LA Sprouts – Cluster Randomized and Retracted
For a case in point, consider the LA Sprouts study, published in May of 2015 and retracted in December of that same year. The study involved 319 children in four different schools. Two of the schools got the LA Sprouts program and two schools did not. The authors originally claimed their program was effective.
But because of the clustering, that claim didn’t hold up. They had to retract the study. A casual reader might think the study would have good statistical power with 319 subjects. However, that statistical power drops dramatically because those subjects fall into only four clusters. Instead of randomizing 319 students, researchers randomized just four schools.
Many Opportunities for Errors
The errors arising from cluster randomization can range from blatant to subtle. In the most serious form, a study has only two clusters – a test group and a control group. In that case, it’s not even a legitimate cluster-randomized experiment. So at best, it might be a quasi-experimental design.
A slightly less serious error comes from having multiple clusters, but ignoring the clustering in the analysis. Jerome Cornfield famously described this error in 1978:
Randomization by cluster accompanied by an analysis appropriate to randomization by individual is an exercise in self-deception.
Beyond those two egregious errors come more subtle errors. Researchers might acknowledge the clustering in their data but offer a rationale for leaving it out of the analysis. These rationales, when based on something called an ICC, can be quite tricky. Thus, they can lead to incorrect findings.

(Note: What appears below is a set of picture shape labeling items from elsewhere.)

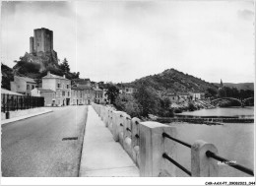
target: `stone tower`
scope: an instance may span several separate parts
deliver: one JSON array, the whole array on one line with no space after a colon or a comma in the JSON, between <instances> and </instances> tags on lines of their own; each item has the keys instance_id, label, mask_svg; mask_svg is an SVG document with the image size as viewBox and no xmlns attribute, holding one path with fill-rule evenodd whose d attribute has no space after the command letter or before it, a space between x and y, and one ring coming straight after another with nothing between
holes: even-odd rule
<instances>
[{"instance_id":1,"label":"stone tower","mask_svg":"<svg viewBox=\"0 0 256 186\"><path fill-rule=\"evenodd\" d=\"M33 37L30 37L30 52L52 52L53 31L44 28L33 30Z\"/></svg>"}]
</instances>

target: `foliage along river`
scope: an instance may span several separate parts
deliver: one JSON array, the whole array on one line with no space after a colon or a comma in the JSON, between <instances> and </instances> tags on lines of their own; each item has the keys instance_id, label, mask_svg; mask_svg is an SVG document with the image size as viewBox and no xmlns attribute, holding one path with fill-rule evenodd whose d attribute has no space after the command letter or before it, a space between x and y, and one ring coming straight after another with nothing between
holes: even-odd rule
<instances>
[{"instance_id":1,"label":"foliage along river","mask_svg":"<svg viewBox=\"0 0 256 186\"><path fill-rule=\"evenodd\" d=\"M242 116L253 117L254 107L215 108L194 112L183 112L182 115L194 116ZM169 124L177 128L177 138L193 144L203 140L214 144L219 155L253 169L254 165L254 124L224 123L224 125ZM190 149L177 145L177 161L187 169L190 168ZM177 168L177 176L187 176ZM219 164L220 177L249 176L225 164Z\"/></svg>"}]
</instances>

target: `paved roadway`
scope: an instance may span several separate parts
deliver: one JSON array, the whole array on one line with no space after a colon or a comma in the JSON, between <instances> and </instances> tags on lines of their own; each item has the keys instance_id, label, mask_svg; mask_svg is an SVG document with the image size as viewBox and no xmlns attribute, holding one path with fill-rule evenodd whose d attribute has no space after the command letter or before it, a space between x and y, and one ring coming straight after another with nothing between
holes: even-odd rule
<instances>
[{"instance_id":1,"label":"paved roadway","mask_svg":"<svg viewBox=\"0 0 256 186\"><path fill-rule=\"evenodd\" d=\"M52 109L2 125L2 176L78 176L87 106ZM78 140L62 141L68 137Z\"/></svg>"}]
</instances>

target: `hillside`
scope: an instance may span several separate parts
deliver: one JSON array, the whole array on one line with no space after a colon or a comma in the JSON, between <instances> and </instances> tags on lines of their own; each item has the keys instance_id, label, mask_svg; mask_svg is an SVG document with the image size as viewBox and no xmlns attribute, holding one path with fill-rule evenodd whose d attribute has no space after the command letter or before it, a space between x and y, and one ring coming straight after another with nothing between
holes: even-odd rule
<instances>
[{"instance_id":1,"label":"hillside","mask_svg":"<svg viewBox=\"0 0 256 186\"><path fill-rule=\"evenodd\" d=\"M220 86L220 84L215 83L216 86ZM239 83L239 84L232 84L232 83L224 83L224 86L228 88L236 88L238 91L240 90L254 90L253 83Z\"/></svg>"},{"instance_id":2,"label":"hillside","mask_svg":"<svg viewBox=\"0 0 256 186\"><path fill-rule=\"evenodd\" d=\"M175 69L168 69L160 74L141 78L129 85L138 87L141 84L164 92L205 92L208 88L218 90L218 87L214 84Z\"/></svg>"}]
</instances>

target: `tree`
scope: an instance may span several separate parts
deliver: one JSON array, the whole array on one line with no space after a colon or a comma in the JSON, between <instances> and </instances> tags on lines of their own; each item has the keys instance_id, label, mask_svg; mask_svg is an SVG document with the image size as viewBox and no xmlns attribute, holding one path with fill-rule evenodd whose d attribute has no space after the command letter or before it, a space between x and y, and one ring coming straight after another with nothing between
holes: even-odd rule
<instances>
[{"instance_id":1,"label":"tree","mask_svg":"<svg viewBox=\"0 0 256 186\"><path fill-rule=\"evenodd\" d=\"M66 58L64 58L63 62L60 64L60 69L65 74L68 74L70 72L70 67Z\"/></svg>"},{"instance_id":2,"label":"tree","mask_svg":"<svg viewBox=\"0 0 256 186\"><path fill-rule=\"evenodd\" d=\"M109 85L105 95L107 96L107 99L110 101L110 103L114 103L116 97L119 94L119 90L114 85Z\"/></svg>"},{"instance_id":3,"label":"tree","mask_svg":"<svg viewBox=\"0 0 256 186\"><path fill-rule=\"evenodd\" d=\"M148 117L149 114L157 114L159 110L159 97L156 91L151 87L140 86L134 93L134 97L141 107L141 115Z\"/></svg>"}]
</instances>

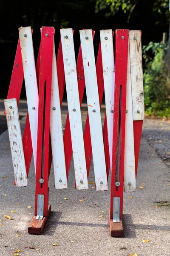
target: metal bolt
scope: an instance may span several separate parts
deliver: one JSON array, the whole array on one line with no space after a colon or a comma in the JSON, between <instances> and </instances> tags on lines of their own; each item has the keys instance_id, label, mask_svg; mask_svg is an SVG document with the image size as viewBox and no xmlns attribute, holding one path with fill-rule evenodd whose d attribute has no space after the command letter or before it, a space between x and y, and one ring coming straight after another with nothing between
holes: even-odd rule
<instances>
[{"instance_id":1,"label":"metal bolt","mask_svg":"<svg viewBox=\"0 0 170 256\"><path fill-rule=\"evenodd\" d=\"M120 183L119 181L116 181L115 183L115 185L116 186L119 186Z\"/></svg>"}]
</instances>

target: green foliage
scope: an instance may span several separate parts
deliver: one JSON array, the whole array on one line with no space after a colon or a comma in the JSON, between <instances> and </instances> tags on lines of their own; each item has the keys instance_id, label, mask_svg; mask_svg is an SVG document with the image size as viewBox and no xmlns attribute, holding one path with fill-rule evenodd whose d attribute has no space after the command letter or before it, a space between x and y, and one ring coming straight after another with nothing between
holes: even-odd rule
<instances>
[{"instance_id":1,"label":"green foliage","mask_svg":"<svg viewBox=\"0 0 170 256\"><path fill-rule=\"evenodd\" d=\"M145 112L149 115L170 117L170 82L166 72L166 44L150 42L143 47Z\"/></svg>"}]
</instances>

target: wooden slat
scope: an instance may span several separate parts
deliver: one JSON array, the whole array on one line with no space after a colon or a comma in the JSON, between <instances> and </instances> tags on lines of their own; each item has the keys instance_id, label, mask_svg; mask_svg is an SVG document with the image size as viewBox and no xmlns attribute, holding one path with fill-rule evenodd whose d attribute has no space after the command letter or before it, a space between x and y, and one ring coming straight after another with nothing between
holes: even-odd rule
<instances>
[{"instance_id":1,"label":"wooden slat","mask_svg":"<svg viewBox=\"0 0 170 256\"><path fill-rule=\"evenodd\" d=\"M4 100L12 163L16 186L28 185L17 99Z\"/></svg>"},{"instance_id":2,"label":"wooden slat","mask_svg":"<svg viewBox=\"0 0 170 256\"><path fill-rule=\"evenodd\" d=\"M28 109L31 135L34 160L36 170L38 113L38 92L30 27L19 29L24 73ZM26 35L24 37L24 35ZM35 108L34 109L33 109Z\"/></svg>"},{"instance_id":3,"label":"wooden slat","mask_svg":"<svg viewBox=\"0 0 170 256\"><path fill-rule=\"evenodd\" d=\"M73 31L72 29L60 29L60 33L76 186L77 189L86 189L88 182ZM73 111L74 109L76 111Z\"/></svg>"},{"instance_id":4,"label":"wooden slat","mask_svg":"<svg viewBox=\"0 0 170 256\"><path fill-rule=\"evenodd\" d=\"M96 189L107 190L108 181L92 32L91 29L80 30L80 34Z\"/></svg>"},{"instance_id":5,"label":"wooden slat","mask_svg":"<svg viewBox=\"0 0 170 256\"><path fill-rule=\"evenodd\" d=\"M55 109L54 109L53 108ZM56 189L66 189L67 175L54 42L53 46L50 133Z\"/></svg>"},{"instance_id":6,"label":"wooden slat","mask_svg":"<svg viewBox=\"0 0 170 256\"><path fill-rule=\"evenodd\" d=\"M136 190L132 89L129 51L128 53L126 111L125 146L124 189L125 192ZM131 184L131 185L130 185Z\"/></svg>"},{"instance_id":7,"label":"wooden slat","mask_svg":"<svg viewBox=\"0 0 170 256\"><path fill-rule=\"evenodd\" d=\"M112 29L100 30L102 63L110 163L112 162L115 66Z\"/></svg>"},{"instance_id":8,"label":"wooden slat","mask_svg":"<svg viewBox=\"0 0 170 256\"><path fill-rule=\"evenodd\" d=\"M140 30L129 32L129 47L133 120L143 120L144 97Z\"/></svg>"}]
</instances>

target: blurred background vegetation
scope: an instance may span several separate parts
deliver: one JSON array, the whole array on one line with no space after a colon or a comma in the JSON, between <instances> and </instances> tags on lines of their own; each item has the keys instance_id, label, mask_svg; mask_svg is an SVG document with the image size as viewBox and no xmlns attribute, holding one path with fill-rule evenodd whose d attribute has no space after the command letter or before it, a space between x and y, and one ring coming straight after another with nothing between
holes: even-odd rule
<instances>
[{"instance_id":1,"label":"blurred background vegetation","mask_svg":"<svg viewBox=\"0 0 170 256\"><path fill-rule=\"evenodd\" d=\"M42 26L55 27L56 49L60 40L60 29L73 28L76 55L80 44L79 30L92 29L96 31L96 56L100 29L140 29L142 32L146 113L170 117L170 38L167 41L165 36L162 41L163 32L169 34L170 17L169 0L1 0L0 97L5 98L7 96L19 27L31 26L34 29L36 59ZM23 88L21 97L24 98L25 95Z\"/></svg>"}]
</instances>

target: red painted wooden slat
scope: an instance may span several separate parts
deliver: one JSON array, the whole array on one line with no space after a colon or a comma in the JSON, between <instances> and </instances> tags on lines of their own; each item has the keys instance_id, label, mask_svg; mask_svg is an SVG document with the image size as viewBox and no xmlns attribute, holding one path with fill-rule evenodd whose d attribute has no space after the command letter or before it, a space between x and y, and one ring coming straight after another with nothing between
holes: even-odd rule
<instances>
[{"instance_id":1,"label":"red painted wooden slat","mask_svg":"<svg viewBox=\"0 0 170 256\"><path fill-rule=\"evenodd\" d=\"M117 29L116 33L115 88L110 189L111 219L113 217L113 197L120 197L120 218L122 219L122 218L128 34L129 32L126 29ZM116 186L116 181L120 182L119 186Z\"/></svg>"}]
</instances>

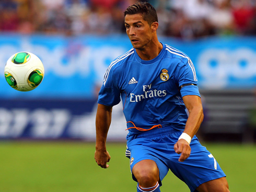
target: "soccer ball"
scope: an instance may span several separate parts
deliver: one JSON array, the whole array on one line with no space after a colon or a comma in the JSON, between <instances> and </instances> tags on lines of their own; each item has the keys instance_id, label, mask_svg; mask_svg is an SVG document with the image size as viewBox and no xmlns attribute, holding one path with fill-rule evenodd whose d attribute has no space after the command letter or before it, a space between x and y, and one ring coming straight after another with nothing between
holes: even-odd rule
<instances>
[{"instance_id":1,"label":"soccer ball","mask_svg":"<svg viewBox=\"0 0 256 192\"><path fill-rule=\"evenodd\" d=\"M29 91L42 82L44 68L39 58L29 52L19 52L6 62L5 77L8 84L20 91Z\"/></svg>"}]
</instances>

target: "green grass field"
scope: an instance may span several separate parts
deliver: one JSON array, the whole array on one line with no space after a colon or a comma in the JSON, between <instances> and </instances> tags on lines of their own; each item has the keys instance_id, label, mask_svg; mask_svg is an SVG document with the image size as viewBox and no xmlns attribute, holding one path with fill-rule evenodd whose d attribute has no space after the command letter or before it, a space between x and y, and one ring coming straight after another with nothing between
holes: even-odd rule
<instances>
[{"instance_id":1,"label":"green grass field","mask_svg":"<svg viewBox=\"0 0 256 192\"><path fill-rule=\"evenodd\" d=\"M256 146L204 143L227 174L232 192L256 190ZM0 142L1 192L136 191L125 143L109 143L109 167L94 161L94 143ZM161 191L189 191L169 172Z\"/></svg>"}]
</instances>

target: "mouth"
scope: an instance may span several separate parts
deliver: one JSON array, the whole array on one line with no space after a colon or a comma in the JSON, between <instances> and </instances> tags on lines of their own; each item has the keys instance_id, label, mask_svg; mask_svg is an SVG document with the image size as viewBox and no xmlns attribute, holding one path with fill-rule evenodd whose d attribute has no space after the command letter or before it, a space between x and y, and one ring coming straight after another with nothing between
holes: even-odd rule
<instances>
[{"instance_id":1,"label":"mouth","mask_svg":"<svg viewBox=\"0 0 256 192\"><path fill-rule=\"evenodd\" d=\"M138 40L137 39L131 39L131 41L132 41L133 43L136 43L138 42Z\"/></svg>"}]
</instances>

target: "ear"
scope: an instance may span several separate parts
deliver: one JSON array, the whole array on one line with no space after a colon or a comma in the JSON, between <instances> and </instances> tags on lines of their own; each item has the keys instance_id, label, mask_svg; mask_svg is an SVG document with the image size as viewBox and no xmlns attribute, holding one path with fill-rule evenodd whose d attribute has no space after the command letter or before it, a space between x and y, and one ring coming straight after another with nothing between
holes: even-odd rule
<instances>
[{"instance_id":1,"label":"ear","mask_svg":"<svg viewBox=\"0 0 256 192\"><path fill-rule=\"evenodd\" d=\"M156 31L158 28L158 23L157 22L154 22L151 24L151 29L152 30L152 32Z\"/></svg>"}]
</instances>

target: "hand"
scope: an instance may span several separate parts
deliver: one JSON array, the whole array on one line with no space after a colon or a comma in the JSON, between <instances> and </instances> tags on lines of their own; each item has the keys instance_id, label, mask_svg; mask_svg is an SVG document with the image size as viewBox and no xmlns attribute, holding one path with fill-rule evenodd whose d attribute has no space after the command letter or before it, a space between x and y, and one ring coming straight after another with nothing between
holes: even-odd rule
<instances>
[{"instance_id":1,"label":"hand","mask_svg":"<svg viewBox=\"0 0 256 192\"><path fill-rule=\"evenodd\" d=\"M179 162L183 162L190 155L191 148L188 141L185 139L179 140L174 145L173 148L176 153L178 154L181 153L179 159Z\"/></svg>"},{"instance_id":2,"label":"hand","mask_svg":"<svg viewBox=\"0 0 256 192\"><path fill-rule=\"evenodd\" d=\"M107 164L110 160L110 155L108 151L95 151L94 159L98 164L102 168L107 169L109 165Z\"/></svg>"}]
</instances>

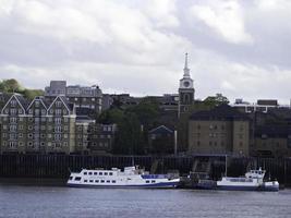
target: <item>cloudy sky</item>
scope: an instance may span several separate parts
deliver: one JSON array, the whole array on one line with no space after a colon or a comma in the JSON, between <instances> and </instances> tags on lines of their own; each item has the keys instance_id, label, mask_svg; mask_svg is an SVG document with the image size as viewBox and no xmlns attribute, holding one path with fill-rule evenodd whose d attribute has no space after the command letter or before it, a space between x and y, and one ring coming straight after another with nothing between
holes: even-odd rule
<instances>
[{"instance_id":1,"label":"cloudy sky","mask_svg":"<svg viewBox=\"0 0 291 218\"><path fill-rule=\"evenodd\" d=\"M0 78L104 93L291 98L290 0L0 0Z\"/></svg>"}]
</instances>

And then finally, researchers might get everything right in the big picture, conducting a real cluster randomization analysis, but nevertheless make mistakes with statistical details. With cluster randomization, for example, it’s easy to get the degrees of freedom wrong. When you do, it might invalidate the conclusions.
Bottom Line: Be Cautious
As we said at the outset, cluster randomization can be quite valuable. And yet, it can be quite tricky. At the very least, when you look at a study where subjects are clustered into groups, pay attention to the clustering. Don’t let a large number of individuals fool you. How many clusters did they study?
And when in doubt, get the opinion of a real expert in cluster randomized studies. It’s easy to trip over an error.
For more perspective, we recommend this paper by Andrew Brown et al on best practices for cluster randomized studies and this lecture by Michael Oakes. Finally, we gratefully acknowledge generous help in understanding these issues from David Allison, dean of the Indiana University School of Public Health at Bloomington.
Caterpillar Cluster, photograph © Vicki DeLoach / flickr
Subscribe by email to follow the accumulating evidence and observations that shape our view of health, obesity, and policy.
January 29, 2019
February 01, 2019 at 11:19 am, Katherine Flegal said:
I learned about this in grad school in the context of “pigs in a pen.” If you administer some treatment like a certain type of diet to a pen, all the pigs in that pen are eating the same food and thus if you want to examine the impact of the diet then you have to look at it by pen, not by individual pig.